27 January – International Holocaust Remembrance Day

On 1 November 2005, the United Nations General Assembly designated 27 January – the date of the anniversary of the liberation of the camp KL Auschwitz-Birkenau in 1945, as International Holocaust Remembrance Day. The International Holocaust Remembrance Day was established with the aim to honor the memory of the Jewish victims murdered during the Second World War by German Nazis.

On 27 January 2020 at the grounds of  Auschwitz-Birkenau Memorial, the commemoration of the 75th Anniversary of the Liberation of Auschwitz will take place.

In the spring 1940, in the suburbs of Oswiecim, the concentration camp KL Auschwitz was established. In 1943 KL Auschwitz was divided into three camps : Auschwitz I – Main Camp, Auschwitz II – Birkenau and Auschwitz III – Monowitz, which served as the headquarters of camp Buna and sub-camps created near industrial facilities in Silesia and Małopolska. In 1944 KL Auschwitz II – Birkenau has become the largest center of the extermination of Jews. The extermination was carried out with the use of Zyklon B – pesticide consisting of diatomaceous earth and hydrogen cyanide, which after being removed from sealed containers, released highly poisonous chemical compound.

During the operation of the camp German Nazis deported around 1,1 million Jews, 150 thousand Poles, 23 thousand Roma, 15 thousand Soviet POWs and several thousand prisoners of other nationalities. The majority of them was murdered.

In the second half of 1944 Germans initiated a procedure of covering their tracks and removing evidence of the committed crimes. Among the destroyed documents were files and lists of prisoners. Germans also began burning the lists of names of Jews deported to die in Auschwitz. In mid-January 1945, Germans commenced the final evacuation and liquidation of the camp. From 17 to 21 January 1945, approximately 56 000 prisoners were marched out of Auschwitz and its sub-camps in evacuation columns, mostly heading west, through Upper and Lower Silesia. On  20 January 1945 the crematorium buildings: II and III were blown up, while the crematorium V, which still fully operational, was blown up on 26 January.

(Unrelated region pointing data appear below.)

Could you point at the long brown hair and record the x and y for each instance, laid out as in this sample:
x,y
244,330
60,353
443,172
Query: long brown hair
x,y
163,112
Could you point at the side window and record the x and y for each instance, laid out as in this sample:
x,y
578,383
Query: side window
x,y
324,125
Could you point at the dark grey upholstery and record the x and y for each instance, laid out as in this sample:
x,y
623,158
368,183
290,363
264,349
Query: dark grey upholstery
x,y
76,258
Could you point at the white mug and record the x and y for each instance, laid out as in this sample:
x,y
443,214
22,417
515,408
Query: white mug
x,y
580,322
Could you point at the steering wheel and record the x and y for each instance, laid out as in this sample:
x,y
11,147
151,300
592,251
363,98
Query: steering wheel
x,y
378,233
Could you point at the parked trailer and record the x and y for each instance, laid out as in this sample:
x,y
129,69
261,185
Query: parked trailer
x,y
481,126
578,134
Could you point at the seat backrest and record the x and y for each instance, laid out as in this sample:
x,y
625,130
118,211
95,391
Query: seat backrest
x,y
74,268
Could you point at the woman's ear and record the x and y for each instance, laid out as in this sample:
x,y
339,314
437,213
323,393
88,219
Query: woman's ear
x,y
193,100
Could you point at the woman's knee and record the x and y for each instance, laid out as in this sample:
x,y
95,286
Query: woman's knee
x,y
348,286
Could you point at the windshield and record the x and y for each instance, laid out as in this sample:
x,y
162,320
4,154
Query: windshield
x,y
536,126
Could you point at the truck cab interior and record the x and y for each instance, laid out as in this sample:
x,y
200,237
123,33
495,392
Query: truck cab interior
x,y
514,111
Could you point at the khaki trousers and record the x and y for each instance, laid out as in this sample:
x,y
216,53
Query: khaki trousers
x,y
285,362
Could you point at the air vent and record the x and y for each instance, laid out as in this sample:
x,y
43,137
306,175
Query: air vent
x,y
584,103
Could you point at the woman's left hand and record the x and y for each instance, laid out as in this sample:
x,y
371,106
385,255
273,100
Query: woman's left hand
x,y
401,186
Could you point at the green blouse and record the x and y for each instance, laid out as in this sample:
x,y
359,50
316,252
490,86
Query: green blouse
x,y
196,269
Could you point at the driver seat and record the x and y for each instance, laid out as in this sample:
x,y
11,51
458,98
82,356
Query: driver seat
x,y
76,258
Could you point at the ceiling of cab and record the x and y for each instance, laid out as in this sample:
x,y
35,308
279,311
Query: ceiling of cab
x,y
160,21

On 27 January 1945, the Red Army entered the area of Oświęcim. Before midday soldiers of the 60th Army of the First Ukrainian Front entered the eastern part of Oświęcim, where the sub-camp Monowitz was located. At approximately 3 PM they took over the grounds of the Main Camp Auschwitz I and camp Auschwitz II – Birkenau, although in the former they were met with resistance of the retreating German troops. About 7 thousand prisoners awaited liberation in the Main Camp, Birkenau, and Monowitz, the majority of them were sick and exhausted.